The subjects also underwent choline-PET/CT imaging (Biograph TrueV mCT, Siemens Healthineers), with the PET portion scanning the lower abdomen and pelvis 20 minutes after injection of 230 (± 31 MBq) of choline. A choline tumor-to-background ratio (TBR) of 1.58 or greater was a positive indication for cancer.
Biopsies were performed on average 17.8 days (± 14.9 days) after PET or mpMRI using a navigated 3D ultrasound system (Logiq E9, GE Healthcare). A total of 224 targeted and 672 standard biopsy cores were obtained. The biopsies confirmed 27 Gleason 3 and 4 cancers in 24 subjects (43%).
Modality accuracy
As for mpMRI alone, the modality prospectively identified 90 lesions prior to biopsy, of which there were 40 low-risk lesions (44%) (Likert 3), 30 intermediate-risk lesions (33%) (Likert 4), and 20 high-risk lesions (22%) (Likert 5). On that per-lesion basis, mpMRI overall achieved accuracy of 68% for Likert 3, 4, and 5 lesions.

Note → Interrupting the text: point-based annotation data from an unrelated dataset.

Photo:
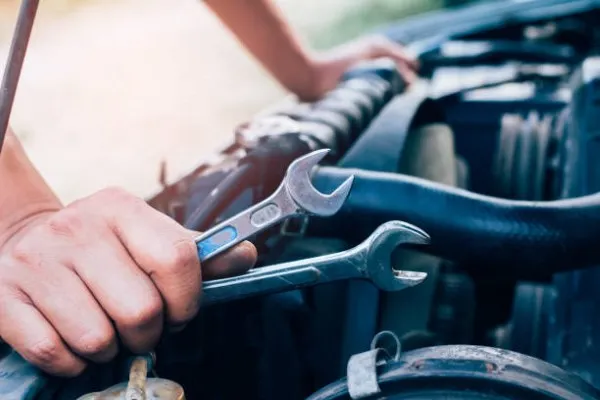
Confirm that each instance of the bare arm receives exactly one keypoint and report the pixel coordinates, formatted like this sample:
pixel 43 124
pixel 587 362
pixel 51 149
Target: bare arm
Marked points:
pixel 77 281
pixel 262 29
pixel 23 191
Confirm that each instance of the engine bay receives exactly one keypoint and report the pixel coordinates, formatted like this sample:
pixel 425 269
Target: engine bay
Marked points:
pixel 494 153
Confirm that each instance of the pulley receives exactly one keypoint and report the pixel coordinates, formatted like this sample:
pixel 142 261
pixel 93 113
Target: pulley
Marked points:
pixel 453 372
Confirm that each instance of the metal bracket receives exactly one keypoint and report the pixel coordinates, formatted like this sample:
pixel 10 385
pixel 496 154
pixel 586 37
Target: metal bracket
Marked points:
pixel 361 370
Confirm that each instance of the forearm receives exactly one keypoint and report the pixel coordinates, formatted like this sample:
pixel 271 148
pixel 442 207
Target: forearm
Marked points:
pixel 260 27
pixel 23 191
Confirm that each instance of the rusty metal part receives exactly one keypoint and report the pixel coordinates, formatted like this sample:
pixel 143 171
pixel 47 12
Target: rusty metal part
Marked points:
pixel 14 62
pixel 136 388
pixel 155 389
pixel 362 377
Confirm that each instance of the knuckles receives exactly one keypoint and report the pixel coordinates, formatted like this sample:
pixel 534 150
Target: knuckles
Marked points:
pixel 142 316
pixel 182 259
pixel 97 342
pixel 46 354
pixel 66 223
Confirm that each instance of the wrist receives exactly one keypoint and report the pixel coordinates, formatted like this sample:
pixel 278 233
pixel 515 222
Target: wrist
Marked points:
pixel 24 195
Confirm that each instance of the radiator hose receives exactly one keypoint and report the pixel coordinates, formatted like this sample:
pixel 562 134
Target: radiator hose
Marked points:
pixel 527 239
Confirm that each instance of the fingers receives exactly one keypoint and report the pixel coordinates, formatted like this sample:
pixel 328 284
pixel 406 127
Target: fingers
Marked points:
pixel 233 262
pixel 167 253
pixel 380 46
pixel 104 268
pixel 26 330
pixel 127 294
pixel 70 308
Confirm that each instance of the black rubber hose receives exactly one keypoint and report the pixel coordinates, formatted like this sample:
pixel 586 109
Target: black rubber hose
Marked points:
pixel 525 238
pixel 219 198
pixel 264 166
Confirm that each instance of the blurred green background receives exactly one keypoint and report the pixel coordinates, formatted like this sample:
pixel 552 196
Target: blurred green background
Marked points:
pixel 112 88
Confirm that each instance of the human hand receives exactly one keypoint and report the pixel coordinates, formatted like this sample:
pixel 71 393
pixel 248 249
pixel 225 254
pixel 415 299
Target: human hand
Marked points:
pixel 74 279
pixel 329 67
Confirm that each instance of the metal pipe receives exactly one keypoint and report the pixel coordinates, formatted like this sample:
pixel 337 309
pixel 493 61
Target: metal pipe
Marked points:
pixel 14 62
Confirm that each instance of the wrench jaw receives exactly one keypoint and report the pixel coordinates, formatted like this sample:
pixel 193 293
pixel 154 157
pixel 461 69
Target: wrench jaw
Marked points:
pixel 310 200
pixel 381 245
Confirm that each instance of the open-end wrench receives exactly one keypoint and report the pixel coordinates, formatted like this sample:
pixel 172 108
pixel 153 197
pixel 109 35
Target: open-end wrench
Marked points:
pixel 295 196
pixel 369 260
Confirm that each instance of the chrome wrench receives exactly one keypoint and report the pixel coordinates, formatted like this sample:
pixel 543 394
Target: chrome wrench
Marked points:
pixel 295 196
pixel 369 260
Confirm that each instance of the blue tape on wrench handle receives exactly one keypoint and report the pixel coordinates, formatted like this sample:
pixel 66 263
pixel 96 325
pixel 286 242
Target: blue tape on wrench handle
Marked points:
pixel 216 243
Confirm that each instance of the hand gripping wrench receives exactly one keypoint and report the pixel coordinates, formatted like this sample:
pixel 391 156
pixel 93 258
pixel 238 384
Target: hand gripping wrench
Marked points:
pixel 369 260
pixel 295 196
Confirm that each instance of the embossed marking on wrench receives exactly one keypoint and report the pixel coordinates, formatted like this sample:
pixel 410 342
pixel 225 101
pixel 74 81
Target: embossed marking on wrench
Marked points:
pixel 369 260
pixel 295 196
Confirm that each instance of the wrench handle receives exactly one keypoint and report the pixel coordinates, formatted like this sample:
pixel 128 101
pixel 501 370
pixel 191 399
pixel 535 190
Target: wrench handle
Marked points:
pixel 237 288
pixel 284 277
pixel 243 225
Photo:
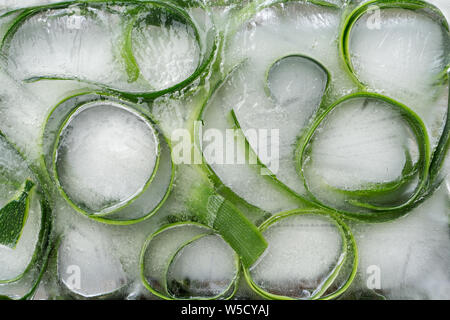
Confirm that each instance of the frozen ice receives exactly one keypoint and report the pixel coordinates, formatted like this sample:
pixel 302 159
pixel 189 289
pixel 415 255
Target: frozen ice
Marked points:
pixel 105 156
pixel 303 251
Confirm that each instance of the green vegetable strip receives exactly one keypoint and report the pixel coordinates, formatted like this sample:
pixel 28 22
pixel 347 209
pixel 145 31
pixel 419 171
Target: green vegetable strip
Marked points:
pixel 14 215
pixel 379 213
pixel 242 235
pixel 350 259
pixel 126 51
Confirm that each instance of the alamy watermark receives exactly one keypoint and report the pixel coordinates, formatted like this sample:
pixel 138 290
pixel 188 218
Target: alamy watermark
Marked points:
pixel 227 147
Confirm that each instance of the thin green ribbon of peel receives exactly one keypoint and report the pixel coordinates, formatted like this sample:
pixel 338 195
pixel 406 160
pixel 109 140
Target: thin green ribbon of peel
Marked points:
pixel 13 216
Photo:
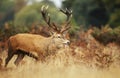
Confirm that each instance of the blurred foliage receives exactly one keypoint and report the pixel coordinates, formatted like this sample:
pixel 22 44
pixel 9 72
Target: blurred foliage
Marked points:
pixel 107 35
pixel 31 15
pixel 95 12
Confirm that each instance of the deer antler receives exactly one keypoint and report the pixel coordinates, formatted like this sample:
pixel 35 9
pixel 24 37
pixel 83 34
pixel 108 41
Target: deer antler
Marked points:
pixel 68 13
pixel 46 17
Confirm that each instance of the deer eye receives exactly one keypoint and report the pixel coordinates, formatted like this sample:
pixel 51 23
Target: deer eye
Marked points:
pixel 59 37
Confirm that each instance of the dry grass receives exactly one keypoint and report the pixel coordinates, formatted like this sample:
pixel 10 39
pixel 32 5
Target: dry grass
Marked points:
pixel 85 58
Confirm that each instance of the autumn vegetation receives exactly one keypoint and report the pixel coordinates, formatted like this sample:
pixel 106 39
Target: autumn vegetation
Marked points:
pixel 94 50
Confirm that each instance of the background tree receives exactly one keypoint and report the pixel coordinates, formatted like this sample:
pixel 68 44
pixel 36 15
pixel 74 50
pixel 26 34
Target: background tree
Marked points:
pixel 95 12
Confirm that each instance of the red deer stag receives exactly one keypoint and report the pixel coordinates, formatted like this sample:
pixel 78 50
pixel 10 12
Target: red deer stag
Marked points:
pixel 37 46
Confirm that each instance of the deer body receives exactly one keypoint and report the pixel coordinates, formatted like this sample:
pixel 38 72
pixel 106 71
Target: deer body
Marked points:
pixel 38 46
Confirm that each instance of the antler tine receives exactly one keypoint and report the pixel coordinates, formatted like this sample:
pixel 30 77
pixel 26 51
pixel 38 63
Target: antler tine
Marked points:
pixel 46 17
pixel 68 13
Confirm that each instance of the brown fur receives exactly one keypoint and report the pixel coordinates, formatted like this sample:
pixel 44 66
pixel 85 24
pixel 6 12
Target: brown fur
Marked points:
pixel 35 46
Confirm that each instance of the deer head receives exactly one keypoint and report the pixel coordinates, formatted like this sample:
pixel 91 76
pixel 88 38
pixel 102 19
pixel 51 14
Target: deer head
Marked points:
pixel 58 34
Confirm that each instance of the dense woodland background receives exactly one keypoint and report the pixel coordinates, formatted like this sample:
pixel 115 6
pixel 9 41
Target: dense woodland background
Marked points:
pixel 24 15
pixel 94 50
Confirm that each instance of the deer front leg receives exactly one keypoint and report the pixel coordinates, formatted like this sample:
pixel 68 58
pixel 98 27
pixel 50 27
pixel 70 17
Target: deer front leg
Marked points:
pixel 19 59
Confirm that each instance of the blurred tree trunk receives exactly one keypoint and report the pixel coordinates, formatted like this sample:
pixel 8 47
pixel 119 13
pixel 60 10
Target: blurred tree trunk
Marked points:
pixel 19 4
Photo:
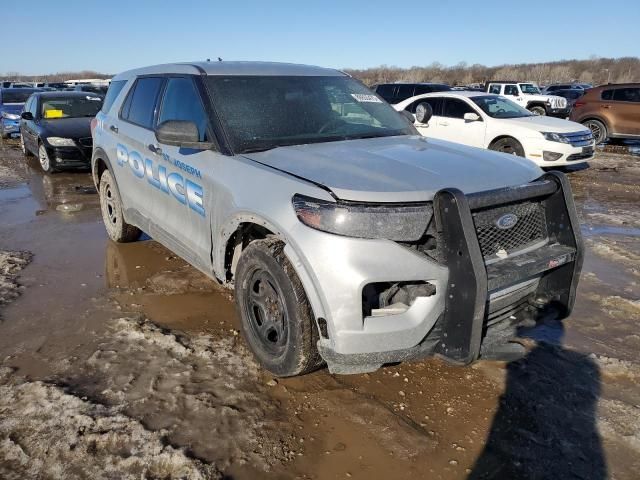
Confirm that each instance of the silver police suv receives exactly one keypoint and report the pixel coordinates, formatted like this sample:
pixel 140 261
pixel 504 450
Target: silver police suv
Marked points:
pixel 350 239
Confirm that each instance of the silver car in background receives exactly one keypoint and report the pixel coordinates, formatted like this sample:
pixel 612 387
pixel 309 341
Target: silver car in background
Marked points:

The researchers then analyzed several choline-PET/mpMRI models and found the most effective approach for prostate cancer detection was to combine low- (Likert 3), intermediate- (Likert 4), and high-risk (Likert 5) mpMRI results with an elevated choline TBR greater than 1.58 as positive for significant cancer.
This combination increased accuracy on a per-lesion basis significantly to 89% (p < 0.001). In fact, the choline TBR threshold of 1.58 significantly improved the diagnostic accuracy over the mpMRI on a per-patient basis, as well, from 87% to 93% (p < 0.001).
"In a hypothetical future state, patients with elevated prostate cancer risk might undergo choline-PET/mpMRI rather than mpMRI alone, followed by confirmatory histologic sampling only if PET/mpMRI suggests the presence of significant disease," the researchers concluded.